Get up close and personal with wildlife right here in the Northern Territory.

Words by: JEREMY ROCHOW

Sometimes we take the beauty in our backyard for granted. The Northern Territory has an abundance of stunning natural wonders, from Uluru and Kata Tjuta to Kakadu and Litchfield National Park. These ecosystems create perfect habitats for the many animals that call the Northern Territory home. Fortunately, there are lots of opportunities to meet wildlife here in the Territory. Here are some of our favourites.

 

1. Go Bird Watching at Kakadu

Kakadu National Park is home to more than 280 different species of birds, making it the perfect location to watch these feathered creatures in their natural habitat. During the wetseason, white-bellied sea eagles glide over the billabongs and comb-crested jacanas stride across lily leaves. If you’re at Kakadu when the dry season is ending, you’ll see large flocks of plumed whistling-ducks and magpie geese crowding around the receding billabongs. At Kakadu you can lear n about bird photography, hike along the national park’s many trails or immerse yourself in the local culture on an Animal Tracks safari.

2. Ride a Camel at Uluru

Enjoy breathtaking views of Uluru and the surrounding landscape aboard a camel as it meanders along the red dunes. During the one-hour experience, you’ll hear stories from the skilled cameleers and watch the stunning monolith change colour as the sun drops below the horizon. Return to the farm at twilight and enjoy a beverage, outback bush food and damper.

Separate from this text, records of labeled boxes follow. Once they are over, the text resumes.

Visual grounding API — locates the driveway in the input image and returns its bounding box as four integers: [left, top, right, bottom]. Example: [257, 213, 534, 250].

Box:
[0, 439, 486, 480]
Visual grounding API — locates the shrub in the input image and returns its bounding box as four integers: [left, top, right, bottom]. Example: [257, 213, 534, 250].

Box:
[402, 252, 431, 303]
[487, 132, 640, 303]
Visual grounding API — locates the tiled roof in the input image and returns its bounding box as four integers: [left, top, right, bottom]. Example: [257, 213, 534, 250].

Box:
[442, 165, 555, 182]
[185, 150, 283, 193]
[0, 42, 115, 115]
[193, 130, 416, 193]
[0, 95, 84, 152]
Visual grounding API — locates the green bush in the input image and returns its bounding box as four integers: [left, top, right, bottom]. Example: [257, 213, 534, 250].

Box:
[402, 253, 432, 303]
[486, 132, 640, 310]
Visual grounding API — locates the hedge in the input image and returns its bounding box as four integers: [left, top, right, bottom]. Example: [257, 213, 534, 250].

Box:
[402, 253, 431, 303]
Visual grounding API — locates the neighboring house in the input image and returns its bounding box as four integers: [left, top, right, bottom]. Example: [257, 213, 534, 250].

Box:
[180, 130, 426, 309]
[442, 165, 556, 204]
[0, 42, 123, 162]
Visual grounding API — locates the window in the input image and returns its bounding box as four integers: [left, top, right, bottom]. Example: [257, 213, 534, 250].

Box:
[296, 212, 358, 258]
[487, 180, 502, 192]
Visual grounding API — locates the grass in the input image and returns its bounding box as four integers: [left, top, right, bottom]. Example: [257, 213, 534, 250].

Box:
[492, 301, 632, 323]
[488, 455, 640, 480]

3. Visit the Batchelor Butterfly Farm 

Enter an indoor sub-tropic rainforest and get up close and personal with native Australian butterflies. You can watch these winged insects fly, sip nectar and show off their vivid colours. You can also learn more about butterflies from resident expert Christopher Horne. Located 30 minutes from Litchfield National Park, the Batchelor Butterfly Farm is the perfect place to stop and see some colourful wildlife. 

4. See turtles make tracks

Darwin Wildlife Tour’s Turtle Tracks adventure gives visitors the once-in-a-lifetime opportunity to see Olive Ridley turtles in their natural habitat. Your adventure begins at Stokes Hill Wharf where you’ll board a fast boat. You’ll then make your way to Bare Sand Island (Njulbitjlk) where you’ll be taken ashore to explore the beach with marine scientists. You might be lucky enough to see a nesting turtle when you arrive, or one make its way up the beach shortly after. If not, the turtles will usually appear at sunset and slowly plod up the beach, giving you a spectacular view.

5. Meet the crocs at Crocosaurus 

You probably don’t want to encounter a crocodile when swimming in the Territory, but at Crocosaurus Cove you’re encouraged to come face-to-face with these predators. Enter the Cage of Death – a glass enclosure – and dive  down to meet a five-metre saltwater crocodile. Witness the croc’s infamous bite as it feasts on raw meat and stare into its eyes as it approaches the cage. After swimming with the crocs, you can explore the rest of the park. Visit the reptile house, meet red and yellow-face turtles, or hold a baby crocodile.

6. See desert animals in the red centre 

Many people believe the desert is a barren wasteland, but that’s far from the truth. The Alice Springs Desert Park gives visitors the opportunity to see the desert come alive. Gaze skywards as raptors like wedge-tailed eagles swoop down and hunt their next meal or experience the park at night as you search for nocturnal animals. Walk through three botanical habitats – Deserts Rivers, Woodland and Sand Country – while learning more about the animals that call the park home. During a visit to the park, you can also learn more about the Arrernte people who’ve lived in Central Australia for tens of thousands of years.

7. Cuddle a baby kangaroo 

There are a lot of kangaroos in the Northern Territory, but it’s not every day you can cuddle a joey. At The Kangaroo Sanctuary in Alice Springs, you can join a guided sunset tour and take a leisurely walk through the 188-acre wildlife Reserve. The sanctuary rescues orphaned joeys and cares for them until they can be released back into the wild. Kangaroos sleep during the day so the best way to see these cute baby roos is by joining a guided sunset tour.